Acts of Service. Some people feel most loved when you do the dishes, take out the trash, or get the oil changed in the car. Similarly, some customers respond best to an extra level of service. This customer might appreciate “the little things”, like hand delivery, discounts on fees, or saving them time by making all their travel arrangements.

We’ll skip the fifth love language mentioned in the book about romantic relationships, and focus on why the four types of “love” work for businesses. The key is finding which language your customer speaks, and giving them the type of attention that makes them feel most valued. Some customers could care less whether you show up to take them out to dinner every quarter, but they go wild when you send them pens or hats with the company logo. Other customers may feel slighted if you don’t send a thank-you note after they send in a purchase order, but don’t even notice if you haven’t passed out giveaways in several months. A good sales person will figure out what makes their customer tick; what language they speak, and find a way to improve the business relationship by delivering the appreciation that makes the customer feel most valued. So, are you a good partner?

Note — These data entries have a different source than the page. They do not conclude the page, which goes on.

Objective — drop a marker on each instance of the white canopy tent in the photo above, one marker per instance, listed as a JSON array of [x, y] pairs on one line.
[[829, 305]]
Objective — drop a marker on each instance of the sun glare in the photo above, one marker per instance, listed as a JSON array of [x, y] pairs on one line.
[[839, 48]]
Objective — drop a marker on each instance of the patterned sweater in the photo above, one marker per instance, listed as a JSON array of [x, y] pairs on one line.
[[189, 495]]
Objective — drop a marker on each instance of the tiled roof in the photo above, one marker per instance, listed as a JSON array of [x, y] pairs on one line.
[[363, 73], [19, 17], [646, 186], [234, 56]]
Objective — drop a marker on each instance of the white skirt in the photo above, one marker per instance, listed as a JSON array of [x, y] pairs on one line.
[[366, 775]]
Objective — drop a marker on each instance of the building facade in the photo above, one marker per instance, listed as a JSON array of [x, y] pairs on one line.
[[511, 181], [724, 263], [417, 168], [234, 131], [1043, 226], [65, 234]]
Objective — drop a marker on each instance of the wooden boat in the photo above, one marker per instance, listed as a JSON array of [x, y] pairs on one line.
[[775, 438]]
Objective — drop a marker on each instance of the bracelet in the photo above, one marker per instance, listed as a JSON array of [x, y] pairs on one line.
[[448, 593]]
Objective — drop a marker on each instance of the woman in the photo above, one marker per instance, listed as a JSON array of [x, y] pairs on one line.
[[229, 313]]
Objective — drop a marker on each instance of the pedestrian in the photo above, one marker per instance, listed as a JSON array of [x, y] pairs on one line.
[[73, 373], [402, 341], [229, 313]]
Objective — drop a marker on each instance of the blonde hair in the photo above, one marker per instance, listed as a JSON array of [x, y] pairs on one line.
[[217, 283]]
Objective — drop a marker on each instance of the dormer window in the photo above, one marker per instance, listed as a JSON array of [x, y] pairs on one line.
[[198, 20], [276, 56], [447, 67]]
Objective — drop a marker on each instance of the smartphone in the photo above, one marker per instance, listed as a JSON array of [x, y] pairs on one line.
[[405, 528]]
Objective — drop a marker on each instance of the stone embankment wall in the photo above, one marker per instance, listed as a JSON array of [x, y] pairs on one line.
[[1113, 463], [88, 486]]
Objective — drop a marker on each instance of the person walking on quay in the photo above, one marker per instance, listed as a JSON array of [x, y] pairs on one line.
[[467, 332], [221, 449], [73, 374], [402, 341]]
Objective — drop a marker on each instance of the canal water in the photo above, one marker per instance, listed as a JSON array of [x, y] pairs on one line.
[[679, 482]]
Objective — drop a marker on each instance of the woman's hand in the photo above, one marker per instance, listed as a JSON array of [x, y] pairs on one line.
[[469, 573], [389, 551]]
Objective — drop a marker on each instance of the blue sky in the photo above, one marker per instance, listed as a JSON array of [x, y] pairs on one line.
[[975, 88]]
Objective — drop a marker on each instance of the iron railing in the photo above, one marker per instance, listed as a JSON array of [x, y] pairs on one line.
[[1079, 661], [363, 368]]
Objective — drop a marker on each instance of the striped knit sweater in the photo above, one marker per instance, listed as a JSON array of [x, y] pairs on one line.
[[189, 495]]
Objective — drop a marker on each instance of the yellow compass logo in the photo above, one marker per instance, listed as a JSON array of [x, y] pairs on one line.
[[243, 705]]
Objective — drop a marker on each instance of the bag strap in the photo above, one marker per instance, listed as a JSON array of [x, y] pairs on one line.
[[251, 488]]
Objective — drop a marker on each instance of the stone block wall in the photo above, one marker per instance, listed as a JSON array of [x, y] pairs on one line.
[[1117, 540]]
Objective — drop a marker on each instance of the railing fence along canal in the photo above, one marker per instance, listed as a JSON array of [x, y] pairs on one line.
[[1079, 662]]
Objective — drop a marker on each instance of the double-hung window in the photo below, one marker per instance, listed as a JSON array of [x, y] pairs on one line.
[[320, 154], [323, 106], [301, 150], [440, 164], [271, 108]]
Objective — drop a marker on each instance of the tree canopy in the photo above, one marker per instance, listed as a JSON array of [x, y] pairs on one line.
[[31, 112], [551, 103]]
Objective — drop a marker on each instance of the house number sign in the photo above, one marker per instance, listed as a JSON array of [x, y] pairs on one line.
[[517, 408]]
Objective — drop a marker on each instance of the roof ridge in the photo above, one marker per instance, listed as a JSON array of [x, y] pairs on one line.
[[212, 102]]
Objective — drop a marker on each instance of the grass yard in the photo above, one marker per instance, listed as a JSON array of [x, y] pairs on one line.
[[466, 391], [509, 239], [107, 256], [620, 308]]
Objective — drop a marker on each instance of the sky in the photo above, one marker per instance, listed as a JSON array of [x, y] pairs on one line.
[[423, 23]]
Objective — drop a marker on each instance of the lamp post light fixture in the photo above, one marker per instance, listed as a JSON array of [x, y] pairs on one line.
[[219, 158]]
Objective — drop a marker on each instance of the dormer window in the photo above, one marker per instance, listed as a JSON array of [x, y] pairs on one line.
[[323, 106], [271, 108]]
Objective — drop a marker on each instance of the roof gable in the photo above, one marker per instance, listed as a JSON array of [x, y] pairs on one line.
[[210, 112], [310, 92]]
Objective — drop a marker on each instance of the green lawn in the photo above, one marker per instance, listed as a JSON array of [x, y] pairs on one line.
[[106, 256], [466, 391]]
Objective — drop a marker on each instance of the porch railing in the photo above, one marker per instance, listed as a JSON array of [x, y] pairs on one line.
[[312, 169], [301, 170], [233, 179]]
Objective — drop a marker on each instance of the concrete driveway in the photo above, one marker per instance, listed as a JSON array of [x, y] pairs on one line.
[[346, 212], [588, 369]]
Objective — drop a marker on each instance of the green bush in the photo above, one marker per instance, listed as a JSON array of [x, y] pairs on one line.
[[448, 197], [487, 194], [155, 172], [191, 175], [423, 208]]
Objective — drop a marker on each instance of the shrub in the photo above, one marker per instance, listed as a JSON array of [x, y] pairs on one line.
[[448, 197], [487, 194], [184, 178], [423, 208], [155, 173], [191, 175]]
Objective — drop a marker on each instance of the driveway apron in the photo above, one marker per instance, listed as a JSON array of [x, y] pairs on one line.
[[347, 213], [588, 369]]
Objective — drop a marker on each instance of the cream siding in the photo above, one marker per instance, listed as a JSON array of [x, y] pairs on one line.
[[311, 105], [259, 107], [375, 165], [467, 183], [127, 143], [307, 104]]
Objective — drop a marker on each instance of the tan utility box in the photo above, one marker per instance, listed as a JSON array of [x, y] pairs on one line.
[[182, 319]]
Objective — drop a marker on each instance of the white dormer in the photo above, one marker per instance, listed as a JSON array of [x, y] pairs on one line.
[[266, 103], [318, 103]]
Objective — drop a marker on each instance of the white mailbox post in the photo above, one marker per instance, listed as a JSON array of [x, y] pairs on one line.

2 thoughts on “5 Love Languages… Business Edition

  1. Everything seems kind of connected, doesn’t it? 🙂

    I suppose it all comes down to human relationships in the end… The difference is that I’d say the “Five Love Languages” establishes a 2-way communications channel for married parties to sustain a relationship.

    I’d agree that is how sales should go in general. (Especially since my new role is more of a focus on building an ongoing, continuous relationship with customers in an industry that’s largely “flash in the pan” / project driven. We’re also the first manufacturer in our segment to really be doing this, that we know of.)

    The difference comes into play when it’s more of a 1-way communication channel. Customers may naturally make it 2-way, but that’s pretty dependent on their personality, and on the nature of your relationship.

    Depending on your salesperson, the 5th love language (“Physical Touch”) comes into play as well. I haven’t gotten to that chapter in the book yet, but it all starts with a handshake (and those folks who have a “wet, dead fish” handshake always leave me feeling kind of leery.) This can grow to be varied–when you start to get really tight with a customer, you’ll be buddies–you’ll end up tapping them on the shoulder, patting them on the back, etc. (If you do this too early in a business context, you can really weird someone out.)

    But you’re right–these concepts build an atmosphere.

    I just found another gem on selling–Jeffrey Gitomer’s “Little Red Book of Selling.” On the very first page of the book: “The sale is defined by the Customer: People don’t like to be sold, but they love to buy. Your job as a master salesman is to create an atmosphere where people want to buy… If they like you, and they believe you, and they trust you, and they have confidence in you… then they MAY buy from you.”